This is the account of Joseph Smith and Sidney Rigdon being attacked by a mob in the middle of the night on March 24, 1832. They were torn from their beds, stripped naked, had hot tar poured over their bodies, and then had feathers stuck to the tar. Joseph recorded the event in the History of the Church o Jesus Christ of Latter-day Saints:
“On the 24th of March, the twins [whom he and Emma had adopted] before mentioned, which had been sick of the measles for some time, caused us to be broken of our rest in taking care of them, especially my wife. In the evening I told her she had better retire to rest with one of the children, and I would watch with the sicker child. In the night she told me I had better lied down on the trundle bed, and I did so, and was soon after awakened by her screaming murder, when I found myself going out of the door, in the hands of about a dozen men . . .
“They then seized me by the throat and held on till I lost my breath. After I came to, as they passed along with me, about thirty rods from the house, I saw Elder Rigdon stretched out on the ground, whither they had dragged him by his heels. I supposed he was dead. I began to plead with them, saying, ‘You will have mercy and spare my life, I hope.’ . . .
“They ran back and fetched the bucket of tar, when one exclaimed, with an oath, ‘Let us tar up his mouth;’ and they tried to force the tar-paddle into my mouth; I twisted my head around, so that they could not . . . They then tried to force a vial into my mouth, and broke it in my teeth. All my clothes were torn off me except my shirt collar; and one man fell on me and scratched my body with his nails like a mad cat . . .
“They then left me, and I attempted to rise, but fell again; I pulled the tar away from my lips, so that I could breathe more freely, and after a while I began to recover, and raised myself up, whereupon I saw two lights. I made my way towards one of them, and found it was Father Johnson’s. When I came to the door I was naked, and the tar made me look as if I were covered with blood, and when my wife saw me she thought I was all crushed to pieces, and fainted. . . .
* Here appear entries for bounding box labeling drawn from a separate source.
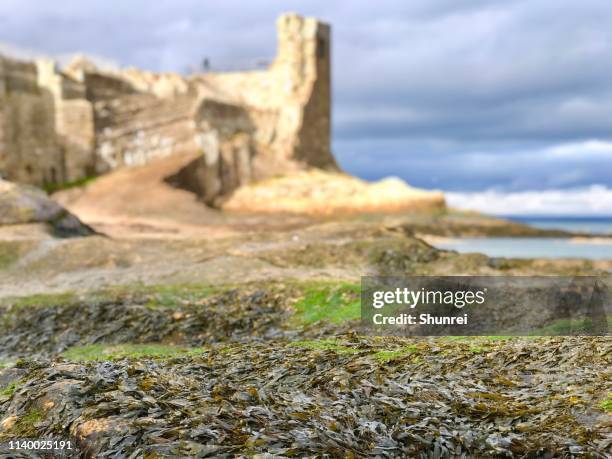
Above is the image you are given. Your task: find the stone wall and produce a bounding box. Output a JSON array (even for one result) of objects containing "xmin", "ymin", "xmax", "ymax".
[
  {"xmin": 0, "ymin": 57, "xmax": 65, "ymax": 185},
  {"xmin": 0, "ymin": 14, "xmax": 337, "ymax": 204}
]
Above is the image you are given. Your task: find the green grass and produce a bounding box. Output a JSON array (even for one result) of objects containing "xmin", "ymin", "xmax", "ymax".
[
  {"xmin": 141, "ymin": 284, "xmax": 231, "ymax": 307},
  {"xmin": 532, "ymin": 316, "xmax": 612, "ymax": 336},
  {"xmin": 374, "ymin": 344, "xmax": 418, "ymax": 363},
  {"xmin": 11, "ymin": 409, "xmax": 45, "ymax": 437},
  {"xmin": 43, "ymin": 175, "xmax": 98, "ymax": 194},
  {"xmin": 0, "ymin": 284, "xmax": 230, "ymax": 308},
  {"xmin": 61, "ymin": 343, "xmax": 204, "ymax": 361},
  {"xmin": 2, "ymin": 292, "xmax": 77, "ymax": 308},
  {"xmin": 289, "ymin": 339, "xmax": 359, "ymax": 354},
  {"xmin": 0, "ymin": 381, "xmax": 18, "ymax": 397},
  {"xmin": 293, "ymin": 282, "xmax": 361, "ymax": 324}
]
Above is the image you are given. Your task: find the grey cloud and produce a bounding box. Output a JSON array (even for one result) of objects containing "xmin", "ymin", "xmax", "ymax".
[{"xmin": 0, "ymin": 0, "xmax": 612, "ymax": 190}]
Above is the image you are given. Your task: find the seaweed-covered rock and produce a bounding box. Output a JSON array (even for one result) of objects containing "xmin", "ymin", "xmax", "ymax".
[
  {"xmin": 0, "ymin": 179, "xmax": 94, "ymax": 237},
  {"xmin": 0, "ymin": 335, "xmax": 612, "ymax": 458}
]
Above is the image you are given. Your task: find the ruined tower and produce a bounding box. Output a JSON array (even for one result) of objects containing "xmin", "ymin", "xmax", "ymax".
[{"xmin": 0, "ymin": 14, "xmax": 337, "ymax": 204}]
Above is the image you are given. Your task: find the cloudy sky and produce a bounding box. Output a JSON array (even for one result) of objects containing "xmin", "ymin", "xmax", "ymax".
[{"xmin": 0, "ymin": 0, "xmax": 612, "ymax": 215}]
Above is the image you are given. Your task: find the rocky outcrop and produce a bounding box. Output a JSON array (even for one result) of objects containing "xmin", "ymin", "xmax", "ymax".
[
  {"xmin": 0, "ymin": 179, "xmax": 94, "ymax": 237},
  {"xmin": 223, "ymin": 170, "xmax": 444, "ymax": 215}
]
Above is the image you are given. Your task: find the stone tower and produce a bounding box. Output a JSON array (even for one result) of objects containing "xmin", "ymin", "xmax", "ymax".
[{"xmin": 270, "ymin": 14, "xmax": 337, "ymax": 169}]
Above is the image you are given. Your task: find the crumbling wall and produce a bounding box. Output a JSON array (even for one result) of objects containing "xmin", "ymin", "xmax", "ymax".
[
  {"xmin": 0, "ymin": 14, "xmax": 337, "ymax": 203},
  {"xmin": 0, "ymin": 56, "xmax": 65, "ymax": 185},
  {"xmin": 196, "ymin": 14, "xmax": 338, "ymax": 178},
  {"xmin": 36, "ymin": 59, "xmax": 96, "ymax": 182}
]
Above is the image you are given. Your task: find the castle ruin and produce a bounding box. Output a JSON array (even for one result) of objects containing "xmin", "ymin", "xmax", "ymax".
[{"xmin": 0, "ymin": 14, "xmax": 337, "ymax": 205}]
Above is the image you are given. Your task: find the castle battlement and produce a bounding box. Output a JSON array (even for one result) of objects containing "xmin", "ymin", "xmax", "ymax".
[{"xmin": 0, "ymin": 14, "xmax": 337, "ymax": 204}]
“My friends spent the night in scraping and removing the tar, and washing and cleansing my body; so that by morning I was ready to be clothed again. This being the Sabbath morning, the people assembled for meeting at the usual hour of worship, and among them came also the mobbers . . . With my flesh all scarified and defaced, I preached to the congregation as usual, and in the afternoon of the same day baptized three individuals. . . .
“During the mobbing one of the twins contracted a severe cold, continued to grow worse until Friday, and then died.”